Speaking directly at the post-Monetary Policy Committee (MPC) media briefing in Abuja, the Governor of the CBN, Mr. Olayemi Cardoso, outlined that the $\mathbb{N}$46 billion month-on-month surge from the $\mathbb{N}$153 billion recorded in March reflects structural changes. These changes indicate that Deposit Money Banks (DMBs) are actively diversifying their credit exposures away from large oil, gas, and power conglomerates toward high-yielding short-term retail assets.
1. Hardening Security via the Cross-Sectoral NCC Pact
To address the traditional bottlenecks that discourage commercial banks from lending to micro-businesses—chiefly identity theft, transaction disputes, and tracking gaps—the apex bank has transitioned from general policy statements to technical interventions.

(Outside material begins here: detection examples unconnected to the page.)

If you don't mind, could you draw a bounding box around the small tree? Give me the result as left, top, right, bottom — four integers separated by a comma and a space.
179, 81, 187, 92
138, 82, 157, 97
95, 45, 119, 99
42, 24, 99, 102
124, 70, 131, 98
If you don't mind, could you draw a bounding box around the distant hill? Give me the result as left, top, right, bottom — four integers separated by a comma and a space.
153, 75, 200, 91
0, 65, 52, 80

The apex bank recently signed a strategic Memorandum of Understanding (MoU) with the Nigerian Communications Commission (NCC). This regulatory partnership activates the Telecoms Identity Risk Management System (TIRMS) Portal, a real-time data-sharing engine.
Through TIRMS, banks can instantly confirm if a credit applicant’s mobile number has been recently swapped, recycled, or flagged for suspicious activity. By using this cross-sector lookup, the CBN and NCC are lowering digital payment fraud risks and providing lenders with the security data needed to confidently fund small businesses.
2. Weaponizing the GSI Toolkit and Upgrading DFI Ceilings
To protect lenders from systemic bad debts, the apex bank is maximizing the deployment of its Global Standing Instruction (GSI) toolkit. The policy gives creditor institutions the legal authority to automatically trigger peer-to-peer asset recoveries, grabbing balances from any account linked to a defaulting debtor across the entire banking industry. This mechanism dramatically reduces bad loan write-offs and encourages risk managers to approve credit lines for the real sector.
Concurrently, the CBN has restructured the operations of domestic Development Finance Institutions (DFIs) by lifting their single obligor gold limits. For years, these state-backed institutions were constrained by rigid regulatory credit caps, leaving them unable to meet the larger capital requirements of expanding medium enterprises. By lifting these individual borrowing ceilings and extending currency hedging tools to international DFIs, the apex bank is opening a clear path for foreign direct investments (FDI) to flow directly into local manufacturing and agro-processing hubs.
3. Rebalancing the Credit Base
The apex bank’s data reveals that current retail credit distributions remain heavily weighted toward operational needs rather than long-term capital investments:
| Credit Segment Cluster (April 2026) | Share of New SME Credit Facilities (%) |
| General Category (Short-Term Retail / Working Capital) | 94.73% |
| General Commerce (Trading & Inventory Transit) | 2.46% |
| Specialized Production Vectors | 2.81% |
Governor Cardoso concluded by clarifying that driving sustainable economic growth cannot be an exclusive mandate of the central bank. Instead, it requires deep policy alignment with fiscal ministries, including the Ministry of Industry, Trade and Investment, alongside targeted funding matches from the Bank of Industry (BoI) to lower production costs for local manufacturers.